Stephen GREEN (chairman of HSBC): Banks have clearly done things wrong. Some of the practices did not contribute, by any reasonable standards, to human welfare

Al GORE (Former US Vice-President) on finding a successor to the Kyoto Protocol at a Copenhagen climate summit in December: The new administration is very serious about this. We need an agreement this year, not next year or some other time.

Alex HEIDEGER (Member of the Davos Green Party): It's the same people who came last year and said the world economic situation is fine, and now we're in a financial crisis. Now it's the taxpayer who has to solve the whole problem.

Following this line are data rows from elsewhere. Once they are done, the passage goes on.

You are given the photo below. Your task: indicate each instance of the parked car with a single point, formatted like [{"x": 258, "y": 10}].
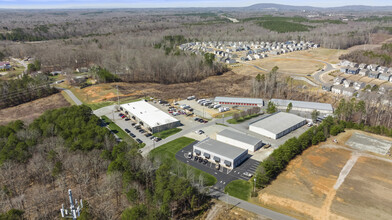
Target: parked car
[{"x": 248, "y": 174}]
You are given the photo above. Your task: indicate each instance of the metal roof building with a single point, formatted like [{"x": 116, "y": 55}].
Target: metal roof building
[
  {"x": 149, "y": 116},
  {"x": 323, "y": 108},
  {"x": 239, "y": 140},
  {"x": 220, "y": 153},
  {"x": 239, "y": 101},
  {"x": 277, "y": 125}
]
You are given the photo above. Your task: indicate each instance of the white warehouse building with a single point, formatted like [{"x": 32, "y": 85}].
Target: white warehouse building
[
  {"x": 149, "y": 116},
  {"x": 277, "y": 125},
  {"x": 220, "y": 153},
  {"x": 323, "y": 108},
  {"x": 239, "y": 140}
]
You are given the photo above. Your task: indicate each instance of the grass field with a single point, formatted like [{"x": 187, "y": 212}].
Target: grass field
[
  {"x": 118, "y": 131},
  {"x": 167, "y": 133},
  {"x": 239, "y": 188},
  {"x": 169, "y": 151}
]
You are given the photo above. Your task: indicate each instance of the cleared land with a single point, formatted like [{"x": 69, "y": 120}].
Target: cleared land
[
  {"x": 332, "y": 182},
  {"x": 27, "y": 112}
]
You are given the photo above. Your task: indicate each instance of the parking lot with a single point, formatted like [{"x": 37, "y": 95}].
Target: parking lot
[{"x": 223, "y": 175}]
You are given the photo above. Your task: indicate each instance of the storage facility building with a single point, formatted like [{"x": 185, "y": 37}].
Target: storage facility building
[
  {"x": 239, "y": 140},
  {"x": 239, "y": 101},
  {"x": 149, "y": 116},
  {"x": 218, "y": 152},
  {"x": 323, "y": 108},
  {"x": 277, "y": 125}
]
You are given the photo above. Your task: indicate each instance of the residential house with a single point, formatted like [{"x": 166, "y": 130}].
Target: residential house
[
  {"x": 364, "y": 72},
  {"x": 327, "y": 87},
  {"x": 338, "y": 80},
  {"x": 374, "y": 74},
  {"x": 347, "y": 83},
  {"x": 362, "y": 66},
  {"x": 359, "y": 85},
  {"x": 337, "y": 89},
  {"x": 343, "y": 69},
  {"x": 384, "y": 89},
  {"x": 353, "y": 71},
  {"x": 384, "y": 76},
  {"x": 5, "y": 66},
  {"x": 348, "y": 92}
]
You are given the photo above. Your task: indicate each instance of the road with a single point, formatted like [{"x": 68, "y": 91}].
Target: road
[{"x": 248, "y": 206}]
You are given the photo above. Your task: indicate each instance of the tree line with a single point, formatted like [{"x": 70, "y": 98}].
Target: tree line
[
  {"x": 71, "y": 148},
  {"x": 25, "y": 89}
]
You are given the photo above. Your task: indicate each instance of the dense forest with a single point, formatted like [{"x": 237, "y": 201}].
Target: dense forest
[
  {"x": 25, "y": 89},
  {"x": 381, "y": 56},
  {"x": 69, "y": 148}
]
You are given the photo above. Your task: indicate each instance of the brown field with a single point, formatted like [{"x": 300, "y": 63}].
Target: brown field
[
  {"x": 306, "y": 189},
  {"x": 328, "y": 55},
  {"x": 27, "y": 112},
  {"x": 226, "y": 84},
  {"x": 289, "y": 65}
]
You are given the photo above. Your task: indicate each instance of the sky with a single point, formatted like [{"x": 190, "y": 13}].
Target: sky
[{"x": 46, "y": 4}]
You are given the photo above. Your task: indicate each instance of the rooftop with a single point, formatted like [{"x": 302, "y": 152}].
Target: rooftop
[
  {"x": 278, "y": 122},
  {"x": 239, "y": 136},
  {"x": 302, "y": 104},
  {"x": 148, "y": 113},
  {"x": 241, "y": 100},
  {"x": 220, "y": 148}
]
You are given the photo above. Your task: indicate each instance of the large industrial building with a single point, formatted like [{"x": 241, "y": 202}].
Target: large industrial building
[
  {"x": 149, "y": 116},
  {"x": 239, "y": 140},
  {"x": 277, "y": 125},
  {"x": 218, "y": 152},
  {"x": 239, "y": 101},
  {"x": 323, "y": 108}
]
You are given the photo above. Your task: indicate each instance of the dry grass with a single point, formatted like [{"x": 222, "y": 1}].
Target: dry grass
[
  {"x": 305, "y": 189},
  {"x": 27, "y": 112}
]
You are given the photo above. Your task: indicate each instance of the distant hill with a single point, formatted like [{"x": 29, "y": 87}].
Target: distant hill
[{"x": 279, "y": 7}]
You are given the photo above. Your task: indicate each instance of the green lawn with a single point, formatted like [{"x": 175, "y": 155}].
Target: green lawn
[
  {"x": 167, "y": 133},
  {"x": 119, "y": 132},
  {"x": 240, "y": 189},
  {"x": 242, "y": 119},
  {"x": 170, "y": 149}
]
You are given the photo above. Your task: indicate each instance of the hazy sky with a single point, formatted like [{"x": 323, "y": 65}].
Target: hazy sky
[{"x": 176, "y": 3}]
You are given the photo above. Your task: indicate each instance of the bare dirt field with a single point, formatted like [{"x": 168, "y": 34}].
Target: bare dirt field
[
  {"x": 226, "y": 84},
  {"x": 328, "y": 55},
  {"x": 27, "y": 112},
  {"x": 331, "y": 181},
  {"x": 289, "y": 65}
]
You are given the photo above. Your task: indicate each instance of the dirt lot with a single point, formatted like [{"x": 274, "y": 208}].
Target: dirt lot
[
  {"x": 322, "y": 184},
  {"x": 29, "y": 111},
  {"x": 226, "y": 85},
  {"x": 289, "y": 65}
]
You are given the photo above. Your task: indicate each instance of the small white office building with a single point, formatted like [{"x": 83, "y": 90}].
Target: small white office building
[
  {"x": 240, "y": 140},
  {"x": 221, "y": 153}
]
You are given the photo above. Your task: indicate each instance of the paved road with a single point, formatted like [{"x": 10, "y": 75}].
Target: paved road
[{"x": 248, "y": 206}]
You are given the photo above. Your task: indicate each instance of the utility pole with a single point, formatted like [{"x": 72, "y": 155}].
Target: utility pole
[
  {"x": 74, "y": 210},
  {"x": 118, "y": 97}
]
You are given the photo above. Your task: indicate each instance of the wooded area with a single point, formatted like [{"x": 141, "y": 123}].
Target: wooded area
[{"x": 69, "y": 148}]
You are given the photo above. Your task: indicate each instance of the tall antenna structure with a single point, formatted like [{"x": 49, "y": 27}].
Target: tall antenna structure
[{"x": 74, "y": 210}]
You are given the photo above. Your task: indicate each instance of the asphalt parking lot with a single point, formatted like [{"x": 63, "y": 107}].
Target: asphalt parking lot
[{"x": 223, "y": 175}]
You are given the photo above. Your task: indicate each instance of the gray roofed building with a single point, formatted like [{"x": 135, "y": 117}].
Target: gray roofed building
[
  {"x": 324, "y": 108},
  {"x": 239, "y": 140},
  {"x": 239, "y": 101},
  {"x": 277, "y": 125},
  {"x": 220, "y": 152}
]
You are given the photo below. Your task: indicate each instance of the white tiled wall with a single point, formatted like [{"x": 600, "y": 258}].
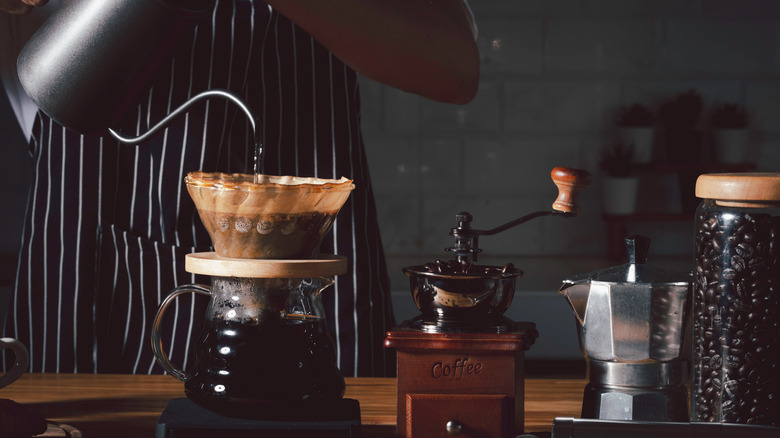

Wen JIABAO (Chinese Premier) on the causes of the financial crisis: Inappropriate macro economic policies in some economies, characterised by [a] low savings rate and high consumption [and] failure of financial supervision and regulation to keep up with innovation which allowed financial derivatives to spread.

Vaclav KLAUS (Czech President whose country holds the EU Presidency): I don't think there is any global warming. I don't see the statistical data for that.

Christine LAGARDE (French Finance Minister): Social unrest and protectionism are the two major risks of the world economic crisis.

Doris LEUTHARD (Swiss Economy Minister): The opening up of markets is the best [thing] we can do to fight the crisis.

Hans-Rudolf MERZ (Swiss President): The notion of more of the same, must be replaced with more of something better.

Rupert MURDOCH (Chairman of News Corporation): Don't let's lose sight of what creates wealth. It is open markets, it is capitalism.

Raila ODINGA (Kenyan Prime Minister) on Mugabe’s regime in Zimbabwe: When over 3,000 people have already died of cholera, I think it is a tragedy that Africa cannot speak with one voice against this one regime.

Alessandro PROFUMO: (CEO of Unicredit): There is a real willingness to understand where we made mistakes and what we have to change in the future in order to improve our reputation on the one side, and the credibility of the whole industry on the other.

Kenneth ROGOFF (Harvard professor and former chief economist of the International Monetary Fund): Worrying about inflation now is like worrying about the measles when you might get the plague.

Nouriel ROUBINI (Economist who predicted the credit crunch): Capitalism is the worst system except for all those others that have been tried. (variation on a Churchill quote)

Desmond TUTU (South African Archbishop): We worshipped in the temple of cutthroat competition, and so some cooked the books, because the treasure is so great.

Desmond TUTU (South African Archbishop): We spend billions on banks when we know that a fraction of this money could save all the children in the world.